『外資系で自分らしく働ける人に一番大切なこと』は著者の宮原伸生さんが、日本企業を飛び出し、ベネトンスポーツ、日本コカ・コーラ、LVMH(モエヘネシー・ディアジオ)、ケロッグ、GSK(グラクソ・スミスクライン)などで、もがきながら見つけた「新しい働き方」を紹介する本です。そのエッセンスをコンパクトに紹介します。

Photo: Adobe Stock

分析するだけじゃダメ

今日のキーワードは「構想する力」です。日々直面するさまざまな課題に対して、その解決を通じて何を目指し、成し遂げようとするのか。それが最終的に生み出されるビジネスの価値になるわけです。とするなら、課題解決に向けて正しい分析をするだけではダメで、自分で物事を正しく構想するスキルが問われてきます。

当然ながら、分析はとても大事です。そのために、論理的思考、フレームワーク思考などが用いられるわけですが、特に日本人が注意すべき落とし穴があると私は思っています。それは、分析したことを説明するだけで終わってしまうことです。

外国人の幹部たちにプレゼンテーションをするとき、日本人は分析結果の説明からいきなり具体論に行ってしまいます。しかも、その具体論が控え目だったり、言い訳がましいものだったり、ネガティブな内容だったりすると、外国人はついていけません。私も、あなたの言っていることはよくわからない、と言われることがありました。

そうなるのは外国人、とりわけリーダークラスと話をするとき、「構想する力」が求められるからです。分析するだけでなく、もっと幅広く物事を見て考え、発言する。英語で言えば、ラテラル(Lateral)な思考です。リニア(Linear)ではなく、いろいろなものを組み合わせたり、いろいろな可能性を考えたりする。先を大きくイメージして見通すこと、とも言えます

必要なのは、目の前の事象についてだけでなく、俯瞰した大局観をまず語ることです。それから、分析してわかった事実を語っていく。大風呂敷を広げる必要はありませんが、そういう順序で話していかなければ、受け入れられないことが少なくありません。

最初から結論を決めてしまうのではなく、大きな構造を語ってから、先入観を加えたり、言い訳がましくしたりせずに、可能性について語っていく。

私はよく「あなたの今の議論を、Strategiseして」と言われました。StrategiseはStrategyの動詞形ですから、「戦略化して話してみて」ということです。「言いたいことはわかるが、もっとStrategiseしなさい」と言われたこともあります。わかりやすく言えば、構造的に見せ、いろいろな可能性を俯瞰してみて、こうなるのではないか、というイメージを見せていくことです。

事実を並べて分析し、こうなっています、こうなります、と言うのは単なる説明です。説明と構想は違います。現状の説明に加えて、その先を見て大局観を示し、いろいろなオプションを示していく必要があるということです。単に説明をするだけでは、深く考えていないことの言い訳に聞こえてしまいます。

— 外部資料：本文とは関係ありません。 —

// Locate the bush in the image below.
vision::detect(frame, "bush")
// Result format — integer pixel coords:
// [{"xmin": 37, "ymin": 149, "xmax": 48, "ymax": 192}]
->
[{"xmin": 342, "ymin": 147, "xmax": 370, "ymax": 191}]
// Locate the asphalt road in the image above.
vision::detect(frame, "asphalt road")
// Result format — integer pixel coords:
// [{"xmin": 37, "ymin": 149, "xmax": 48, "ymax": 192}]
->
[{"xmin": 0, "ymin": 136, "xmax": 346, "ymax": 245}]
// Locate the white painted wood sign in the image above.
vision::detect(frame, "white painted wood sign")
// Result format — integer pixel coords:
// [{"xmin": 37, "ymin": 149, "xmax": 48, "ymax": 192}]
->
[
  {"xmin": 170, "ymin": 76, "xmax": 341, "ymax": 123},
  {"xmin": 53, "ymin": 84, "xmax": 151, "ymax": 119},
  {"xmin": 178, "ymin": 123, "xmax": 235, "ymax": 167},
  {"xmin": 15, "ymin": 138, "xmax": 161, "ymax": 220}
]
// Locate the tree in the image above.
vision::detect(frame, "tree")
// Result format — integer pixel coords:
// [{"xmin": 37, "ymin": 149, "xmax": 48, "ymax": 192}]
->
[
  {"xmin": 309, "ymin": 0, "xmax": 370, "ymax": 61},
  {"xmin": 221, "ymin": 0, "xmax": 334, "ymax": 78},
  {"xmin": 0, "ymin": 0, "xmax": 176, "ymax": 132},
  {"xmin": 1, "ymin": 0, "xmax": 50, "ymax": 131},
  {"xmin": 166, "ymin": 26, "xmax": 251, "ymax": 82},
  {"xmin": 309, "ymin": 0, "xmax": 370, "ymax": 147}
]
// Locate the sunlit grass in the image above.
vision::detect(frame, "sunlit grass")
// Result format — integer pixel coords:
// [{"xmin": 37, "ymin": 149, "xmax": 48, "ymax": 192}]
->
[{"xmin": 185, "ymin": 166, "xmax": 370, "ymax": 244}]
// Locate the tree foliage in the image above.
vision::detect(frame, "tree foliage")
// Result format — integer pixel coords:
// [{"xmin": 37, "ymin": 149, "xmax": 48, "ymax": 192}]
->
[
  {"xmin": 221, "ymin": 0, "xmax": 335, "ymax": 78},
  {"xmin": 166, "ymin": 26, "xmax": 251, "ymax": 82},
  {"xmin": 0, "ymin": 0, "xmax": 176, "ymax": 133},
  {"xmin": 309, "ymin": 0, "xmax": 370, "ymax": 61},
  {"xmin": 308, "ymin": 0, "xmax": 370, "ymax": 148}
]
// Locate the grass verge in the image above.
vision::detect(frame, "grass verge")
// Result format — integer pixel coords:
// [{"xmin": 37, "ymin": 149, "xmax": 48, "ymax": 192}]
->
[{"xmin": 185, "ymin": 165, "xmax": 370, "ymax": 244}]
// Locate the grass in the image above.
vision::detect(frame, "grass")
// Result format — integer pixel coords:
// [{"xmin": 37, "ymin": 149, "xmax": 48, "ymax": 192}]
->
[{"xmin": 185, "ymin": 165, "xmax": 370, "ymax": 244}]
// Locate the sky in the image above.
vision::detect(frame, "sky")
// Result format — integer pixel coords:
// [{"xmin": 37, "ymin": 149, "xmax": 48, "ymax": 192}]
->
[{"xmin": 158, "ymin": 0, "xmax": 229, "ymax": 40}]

もちろん、これを完璧にやろうとすると大変ですが、何を話すかという前に、こういう考え方、順序で話していかないとグローバル企業では受け入れてもらえない、ということを認識しておく必要があります。

考えてみれば、ビジネスのフレームワークはほとんどが海外製です。これは、俯瞰して構想しようという発想から生まれてきているのだと私は思っています。普段から物事を俯瞰して見ているから、そういうものが出てくるのです。

例えば、マッキンゼーの有名なフレームワークである「組織の7S」も、組織を構成するさまざまな要素の関係性を俯瞰して見るために生まれました。どうすれば俯瞰して見られるかを考えるから、そのためのフレームワークが生み出されるのです。

大事なことは、「前向きな未来」を構想していくことです。まずは基本的な態度をポジティブにしていく。そして売上げにしても、組織にしても、もっと言えば人生についても、前向きな未来を考える。常に答えはあるという前提で向かうことが肝要です。そして、前向きな未来を実現するために何をすべきか、今何ができるのかを考える。

大きく俯瞰して、単なる言い訳的な報告で終わることなく、では何をしていくかまで考えていく。そのために「構想する力」が求められるのです。